Eric Hartwell's InfoDabble

 
Welcome to Eric Hartwell's InfoDabble
About | Site Map
Home Tech Notes Apollo 17: Blue Marble Apollo 17 Flight Journal   Calendars About me  

HowTo: Create a MediaWiki Extension for XML/XSL Data

By Eric Hartwell - last updated March 26, 2006

As part of the research for my Apollo 17 project, I needed to prepare a definitive timeline/transcript of the mission. For my first pass, I built a simple HTML table with time, speaker, and text from a single transcript. Then, as I started combining multiple sources, I switched to HTML defined term / definition syntax, with inline comments and later separate footnotes. As I added more and more sources, the HTML got larger, more complex, and harder to manage.

A proper reference needs sources identified, interpretations explained, and a revision history with audit trail. I stated to write a .NET web application with its own database, when I realized I already have a web application that does all that - MediaWiki.

Related Articles

I've always believed it's as important to keep a record of what doesn't work as what does. See MediaWiki Programming Side Trips: Potholes, Detours, and Dead Ends which documents some of the obstacles opportunities I encountered along the way.

MediaWiki extensions

MediaWiki, the software that runs the various Wikimedia projects, allows developers to write their own extensions to the wiki markup. An extension defines an XML-style tag which can be used in the wiki editor like this:

<tagname attribute="some attribute"> some text </tagname>

The attributes and the text between the tags get passed on to a PHP function you implement. This function can then return a HTML string that gets inserted into the output in place of the tags and text. Note that the return string should be HTML, not wiki markup.

At first I started writing a custom MediaWiki extension for Apollo transcripts. The custom tag approach requires an event callback function for every tag we want to show. Adding new tags means adding extra code, and each different transcript would require its own custom code and extension.

XML Transform MediaWiki Extension

A better approach is to write a generic XML/XSL extension. Since XML and XSL are totally generic, different content can be handled simply by changing the XSL. This would only require a single tag, reducing the possibility of namespace collisions. It could also be added to the MediaWiki distribution as a standard extension, requiring no coding on the user's part. MediaWiki is CSS friendly, and adding in-line CSS to the contents part of the page works fine.

For this extension to be of any use, the XML data should come from the MediaWiki page and not from an external file. Storing the XML data as the page text means all of the MediaWiki editing and revision tools can be used with it.

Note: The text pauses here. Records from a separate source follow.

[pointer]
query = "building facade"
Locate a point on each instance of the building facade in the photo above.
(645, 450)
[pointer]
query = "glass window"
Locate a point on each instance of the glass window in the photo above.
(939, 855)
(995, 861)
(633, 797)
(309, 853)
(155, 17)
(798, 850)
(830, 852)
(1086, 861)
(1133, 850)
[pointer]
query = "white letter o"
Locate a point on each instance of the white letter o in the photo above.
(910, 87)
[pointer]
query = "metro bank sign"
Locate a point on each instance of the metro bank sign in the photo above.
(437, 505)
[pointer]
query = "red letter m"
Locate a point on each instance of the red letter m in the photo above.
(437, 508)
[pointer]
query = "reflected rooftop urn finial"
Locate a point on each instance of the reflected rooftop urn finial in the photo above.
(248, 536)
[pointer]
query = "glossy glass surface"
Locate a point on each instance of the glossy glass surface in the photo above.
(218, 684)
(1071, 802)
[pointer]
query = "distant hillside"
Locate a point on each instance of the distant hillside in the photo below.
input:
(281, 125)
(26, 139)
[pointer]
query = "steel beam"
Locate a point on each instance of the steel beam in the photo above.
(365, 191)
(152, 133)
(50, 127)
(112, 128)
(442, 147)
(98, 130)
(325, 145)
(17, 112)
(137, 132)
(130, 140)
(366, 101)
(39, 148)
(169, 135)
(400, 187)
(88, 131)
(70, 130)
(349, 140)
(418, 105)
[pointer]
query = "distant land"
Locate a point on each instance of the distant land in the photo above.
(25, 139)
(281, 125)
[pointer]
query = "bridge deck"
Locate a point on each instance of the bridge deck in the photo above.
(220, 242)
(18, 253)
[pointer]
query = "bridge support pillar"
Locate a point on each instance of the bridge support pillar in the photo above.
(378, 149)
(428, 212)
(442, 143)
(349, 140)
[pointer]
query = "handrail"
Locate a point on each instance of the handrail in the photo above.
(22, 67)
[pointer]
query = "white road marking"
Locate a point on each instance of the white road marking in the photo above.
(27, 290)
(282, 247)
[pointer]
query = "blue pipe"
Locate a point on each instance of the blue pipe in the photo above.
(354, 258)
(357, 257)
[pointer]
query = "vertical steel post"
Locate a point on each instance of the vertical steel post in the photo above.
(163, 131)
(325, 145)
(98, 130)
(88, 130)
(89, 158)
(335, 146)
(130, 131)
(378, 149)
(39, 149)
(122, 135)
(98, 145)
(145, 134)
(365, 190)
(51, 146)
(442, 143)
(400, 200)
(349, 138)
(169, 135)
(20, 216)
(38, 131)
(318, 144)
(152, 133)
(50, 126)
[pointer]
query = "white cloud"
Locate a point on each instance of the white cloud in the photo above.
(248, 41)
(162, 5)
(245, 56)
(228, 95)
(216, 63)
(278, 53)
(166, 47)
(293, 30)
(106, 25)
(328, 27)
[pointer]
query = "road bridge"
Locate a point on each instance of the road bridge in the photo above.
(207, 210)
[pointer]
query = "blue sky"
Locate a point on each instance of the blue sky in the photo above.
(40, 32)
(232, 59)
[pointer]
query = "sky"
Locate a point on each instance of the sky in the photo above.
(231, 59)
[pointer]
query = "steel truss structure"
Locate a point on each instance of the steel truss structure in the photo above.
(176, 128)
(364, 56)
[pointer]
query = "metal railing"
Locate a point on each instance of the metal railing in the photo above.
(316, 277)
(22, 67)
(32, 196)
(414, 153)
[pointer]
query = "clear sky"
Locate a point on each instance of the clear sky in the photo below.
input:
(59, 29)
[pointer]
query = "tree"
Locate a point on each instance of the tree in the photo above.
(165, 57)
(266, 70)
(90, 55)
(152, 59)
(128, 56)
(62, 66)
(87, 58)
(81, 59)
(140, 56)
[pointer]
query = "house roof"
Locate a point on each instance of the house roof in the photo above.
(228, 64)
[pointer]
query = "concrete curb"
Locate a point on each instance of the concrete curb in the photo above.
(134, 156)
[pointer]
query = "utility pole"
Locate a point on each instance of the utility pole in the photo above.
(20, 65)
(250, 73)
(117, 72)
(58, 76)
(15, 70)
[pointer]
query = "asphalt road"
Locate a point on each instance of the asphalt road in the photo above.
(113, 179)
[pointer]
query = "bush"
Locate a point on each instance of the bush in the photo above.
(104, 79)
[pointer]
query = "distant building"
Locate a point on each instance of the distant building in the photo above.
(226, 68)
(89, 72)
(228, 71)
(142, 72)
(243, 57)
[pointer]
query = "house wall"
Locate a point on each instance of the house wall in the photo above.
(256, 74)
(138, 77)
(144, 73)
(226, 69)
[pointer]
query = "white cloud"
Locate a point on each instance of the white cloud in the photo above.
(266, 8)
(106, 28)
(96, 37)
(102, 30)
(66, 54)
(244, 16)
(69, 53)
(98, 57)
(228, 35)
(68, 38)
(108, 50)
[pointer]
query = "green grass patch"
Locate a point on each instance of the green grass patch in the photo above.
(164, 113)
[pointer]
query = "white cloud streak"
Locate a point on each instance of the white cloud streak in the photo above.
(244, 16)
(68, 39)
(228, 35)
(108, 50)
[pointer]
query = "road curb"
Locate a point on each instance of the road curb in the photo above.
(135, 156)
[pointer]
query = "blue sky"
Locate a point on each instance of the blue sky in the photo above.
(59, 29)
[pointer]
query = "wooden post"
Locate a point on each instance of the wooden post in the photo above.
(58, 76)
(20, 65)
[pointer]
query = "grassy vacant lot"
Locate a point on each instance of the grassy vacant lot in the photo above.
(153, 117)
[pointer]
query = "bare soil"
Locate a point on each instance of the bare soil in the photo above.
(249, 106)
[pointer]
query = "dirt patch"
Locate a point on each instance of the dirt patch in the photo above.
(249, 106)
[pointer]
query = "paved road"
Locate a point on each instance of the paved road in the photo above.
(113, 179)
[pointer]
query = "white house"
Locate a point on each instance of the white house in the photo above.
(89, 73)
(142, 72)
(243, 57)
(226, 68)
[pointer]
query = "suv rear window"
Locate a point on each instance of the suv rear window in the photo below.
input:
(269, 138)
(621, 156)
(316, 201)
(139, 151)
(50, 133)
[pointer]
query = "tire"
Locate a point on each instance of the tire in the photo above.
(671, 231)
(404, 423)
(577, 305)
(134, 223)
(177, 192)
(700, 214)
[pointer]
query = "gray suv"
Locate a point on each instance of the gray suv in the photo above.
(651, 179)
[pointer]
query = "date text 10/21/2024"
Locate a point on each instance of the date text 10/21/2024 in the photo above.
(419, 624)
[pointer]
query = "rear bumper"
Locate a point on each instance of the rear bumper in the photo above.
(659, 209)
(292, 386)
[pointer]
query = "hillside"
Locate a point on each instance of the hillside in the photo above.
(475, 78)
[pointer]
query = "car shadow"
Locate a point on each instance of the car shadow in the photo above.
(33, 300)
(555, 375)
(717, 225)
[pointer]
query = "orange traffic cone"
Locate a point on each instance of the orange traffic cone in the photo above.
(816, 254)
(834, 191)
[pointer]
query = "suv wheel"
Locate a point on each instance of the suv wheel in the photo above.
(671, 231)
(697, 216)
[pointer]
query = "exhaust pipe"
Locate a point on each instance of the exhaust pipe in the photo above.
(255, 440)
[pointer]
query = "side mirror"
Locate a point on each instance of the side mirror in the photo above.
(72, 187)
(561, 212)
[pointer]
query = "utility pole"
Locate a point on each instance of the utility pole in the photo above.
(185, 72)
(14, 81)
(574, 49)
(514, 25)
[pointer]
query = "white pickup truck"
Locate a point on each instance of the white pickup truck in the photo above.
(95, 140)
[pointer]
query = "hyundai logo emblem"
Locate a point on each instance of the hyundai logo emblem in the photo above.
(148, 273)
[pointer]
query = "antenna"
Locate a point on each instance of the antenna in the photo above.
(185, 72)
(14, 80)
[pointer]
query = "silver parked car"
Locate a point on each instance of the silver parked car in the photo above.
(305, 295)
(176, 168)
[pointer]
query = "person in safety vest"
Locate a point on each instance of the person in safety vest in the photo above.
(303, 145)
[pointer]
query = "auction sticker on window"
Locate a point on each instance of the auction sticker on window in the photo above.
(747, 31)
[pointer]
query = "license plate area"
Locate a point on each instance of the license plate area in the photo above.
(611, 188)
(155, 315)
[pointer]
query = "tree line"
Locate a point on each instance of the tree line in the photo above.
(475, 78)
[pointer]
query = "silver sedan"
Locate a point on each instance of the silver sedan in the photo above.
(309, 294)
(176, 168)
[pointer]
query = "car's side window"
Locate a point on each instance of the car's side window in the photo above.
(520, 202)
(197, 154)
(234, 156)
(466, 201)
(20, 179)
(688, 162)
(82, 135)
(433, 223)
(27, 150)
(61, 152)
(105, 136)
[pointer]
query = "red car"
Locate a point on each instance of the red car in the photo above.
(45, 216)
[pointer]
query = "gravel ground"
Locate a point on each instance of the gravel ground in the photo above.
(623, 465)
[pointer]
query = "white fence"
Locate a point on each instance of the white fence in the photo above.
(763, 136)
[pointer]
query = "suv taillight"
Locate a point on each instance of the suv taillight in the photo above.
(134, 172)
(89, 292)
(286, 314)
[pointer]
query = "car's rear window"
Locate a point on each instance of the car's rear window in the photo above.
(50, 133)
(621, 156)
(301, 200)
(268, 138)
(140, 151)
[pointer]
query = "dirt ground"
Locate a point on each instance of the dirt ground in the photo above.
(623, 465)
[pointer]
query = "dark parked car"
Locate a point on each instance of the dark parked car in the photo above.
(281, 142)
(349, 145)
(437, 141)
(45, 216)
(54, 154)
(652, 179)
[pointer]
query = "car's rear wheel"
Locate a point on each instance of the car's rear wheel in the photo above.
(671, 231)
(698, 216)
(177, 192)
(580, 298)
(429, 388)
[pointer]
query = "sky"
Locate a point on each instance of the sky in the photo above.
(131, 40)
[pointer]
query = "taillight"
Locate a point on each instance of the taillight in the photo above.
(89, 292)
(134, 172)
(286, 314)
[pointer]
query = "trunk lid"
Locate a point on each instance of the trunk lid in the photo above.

Caution: Breaking the style sheet will break all pages that use it - and not necessarily with a useful error message.

Got XSL?

The XSL file needs to be external to the page, but shouldn't be a hard-coded absolute file path. It seems reasonable to store the XSL as an uploaded file, but MediaWiki restricts the types of files that can be uploaded:

If you want to upload other file types than .jpg or .ogg (like for example .pdf), you have to modify the file, LocalSettings.php, by copying the variable, and its contents, from /includes/DefaultSettings.php. You may also need to remove this extension from the filetype blacklist (in /includes/DefaultSettings.php).

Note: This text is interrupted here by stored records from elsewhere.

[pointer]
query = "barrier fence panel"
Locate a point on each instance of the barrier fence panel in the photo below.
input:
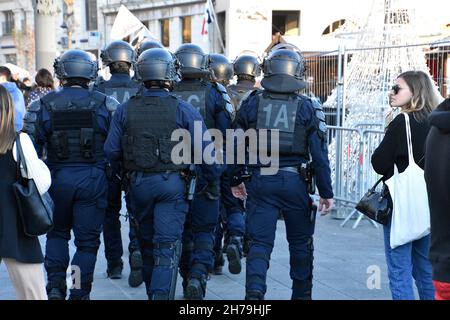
(350, 152)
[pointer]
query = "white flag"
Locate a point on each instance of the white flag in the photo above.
(207, 20)
(125, 24)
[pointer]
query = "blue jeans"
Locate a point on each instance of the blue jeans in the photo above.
(405, 263)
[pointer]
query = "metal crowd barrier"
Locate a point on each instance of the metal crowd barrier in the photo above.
(350, 151)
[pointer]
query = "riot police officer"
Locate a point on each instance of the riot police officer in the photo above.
(231, 218)
(213, 103)
(72, 124)
(301, 135)
(140, 137)
(246, 68)
(221, 69)
(119, 56)
(147, 44)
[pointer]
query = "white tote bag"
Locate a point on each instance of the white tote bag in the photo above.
(411, 214)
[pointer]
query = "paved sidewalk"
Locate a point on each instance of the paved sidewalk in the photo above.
(342, 259)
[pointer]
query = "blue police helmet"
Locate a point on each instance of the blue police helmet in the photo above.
(284, 71)
(75, 64)
(221, 68)
(148, 44)
(247, 65)
(157, 64)
(193, 60)
(118, 51)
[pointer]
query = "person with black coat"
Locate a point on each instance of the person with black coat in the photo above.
(415, 94)
(21, 254)
(437, 177)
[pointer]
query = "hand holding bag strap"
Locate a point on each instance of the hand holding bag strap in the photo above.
(21, 163)
(376, 184)
(408, 139)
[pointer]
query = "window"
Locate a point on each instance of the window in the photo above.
(91, 15)
(333, 27)
(286, 22)
(8, 23)
(11, 58)
(165, 32)
(186, 29)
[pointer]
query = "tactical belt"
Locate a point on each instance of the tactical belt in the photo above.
(289, 169)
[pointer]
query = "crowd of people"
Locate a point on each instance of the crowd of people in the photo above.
(102, 139)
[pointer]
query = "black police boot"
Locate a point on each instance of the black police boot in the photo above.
(195, 289)
(254, 295)
(234, 255)
(85, 297)
(184, 284)
(135, 278)
(82, 293)
(114, 270)
(301, 290)
(56, 290)
(219, 261)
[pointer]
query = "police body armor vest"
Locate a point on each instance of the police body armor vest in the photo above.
(279, 111)
(146, 142)
(75, 134)
(121, 91)
(195, 93)
(238, 93)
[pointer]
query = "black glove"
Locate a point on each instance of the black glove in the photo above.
(212, 190)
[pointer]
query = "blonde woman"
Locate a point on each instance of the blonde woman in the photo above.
(21, 254)
(415, 94)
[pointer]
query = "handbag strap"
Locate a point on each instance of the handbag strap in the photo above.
(408, 139)
(20, 157)
(377, 183)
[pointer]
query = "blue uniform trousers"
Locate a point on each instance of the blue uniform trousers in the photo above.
(198, 237)
(159, 205)
(79, 194)
(267, 196)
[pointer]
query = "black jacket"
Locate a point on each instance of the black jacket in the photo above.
(437, 177)
(14, 243)
(394, 148)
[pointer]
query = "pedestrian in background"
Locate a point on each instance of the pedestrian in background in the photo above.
(17, 97)
(21, 254)
(415, 95)
(44, 84)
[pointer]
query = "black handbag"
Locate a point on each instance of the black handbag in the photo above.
(377, 205)
(35, 211)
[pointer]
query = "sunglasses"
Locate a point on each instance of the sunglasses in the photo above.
(396, 88)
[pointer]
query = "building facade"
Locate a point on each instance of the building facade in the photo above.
(244, 25)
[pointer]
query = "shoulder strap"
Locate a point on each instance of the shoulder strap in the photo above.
(20, 157)
(408, 138)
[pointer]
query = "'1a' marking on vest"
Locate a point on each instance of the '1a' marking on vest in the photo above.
(281, 120)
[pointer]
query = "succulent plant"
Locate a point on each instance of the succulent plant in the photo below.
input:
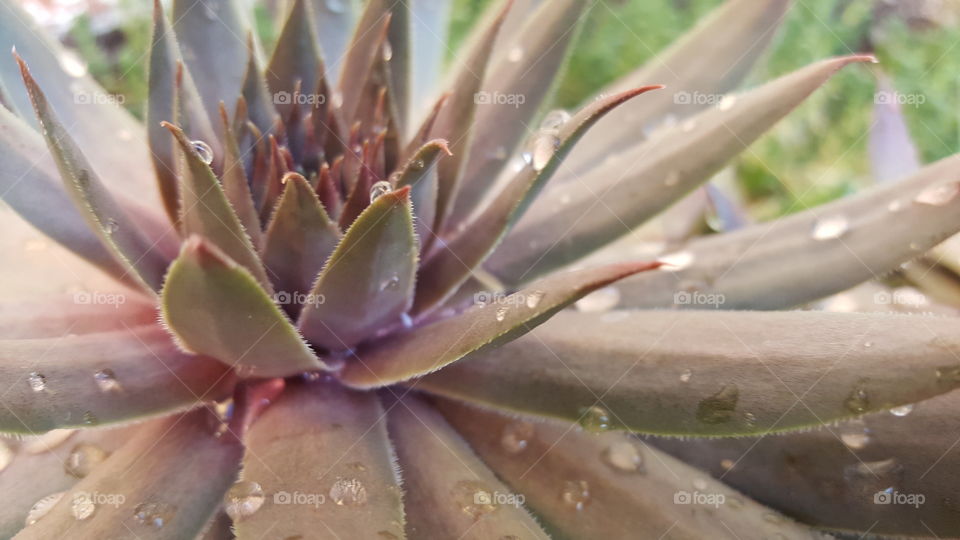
(364, 275)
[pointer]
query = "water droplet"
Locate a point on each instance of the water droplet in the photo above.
(82, 459)
(45, 442)
(854, 434)
(72, 64)
(516, 436)
(378, 189)
(106, 380)
(728, 102)
(830, 228)
(203, 150)
(675, 262)
(348, 492)
(623, 456)
(595, 419)
(599, 301)
(82, 506)
(858, 401)
(719, 407)
(42, 507)
(243, 499)
(902, 410)
(37, 381)
(938, 195)
(575, 494)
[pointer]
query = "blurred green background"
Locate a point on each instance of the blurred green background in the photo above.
(818, 154)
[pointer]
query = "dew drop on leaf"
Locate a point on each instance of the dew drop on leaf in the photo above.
(243, 499)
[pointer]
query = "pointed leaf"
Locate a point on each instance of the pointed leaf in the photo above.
(404, 356)
(454, 260)
(159, 466)
(815, 253)
(339, 436)
(444, 482)
(584, 485)
(151, 377)
(142, 262)
(367, 284)
(538, 52)
(821, 480)
(215, 307)
(639, 183)
(711, 60)
(706, 373)
(300, 237)
(207, 212)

To enable uploads of XML, XSD, and XSL files, I added the following to LocalSettings.php:

# Allow upload of additional file types
$wgFileExtensions = array( 'png', 'gif', 'jpg', 'jpeg', 'ogg', 'xsd', 'xsl', 'xml', 'pdf' );

Once you upload the style sheet, it has its own page, Image:AS17FlightTranscript.xsl. Note that MediaWiki uses the term "image" for any uploaded file, regardless of type. Anyway, the XSL file now has the usual permissions and revision history managed by the framework.

After another unreasonable amount of effort (see: Loading a MediaWiki "image" from a function), I managed to locate and load the style sheet "image" and get its absolute path on the server's file system:

$image = Image::newFromName( $argv["AS17FlightTranscript.xsl" ] );
$XslDoc->load($image->getImagePath());

I also tried loading a MediaWiki page from a function, buy I got the "image" upload approach working first.

Got XML DOM?

MediaWiki doesn't have a built-in XML/XSL processor, and neither does PHP 4 which is installed on my hosted server. [Note: according to PHP.net, "PHP 5 includes the XSL extension by default].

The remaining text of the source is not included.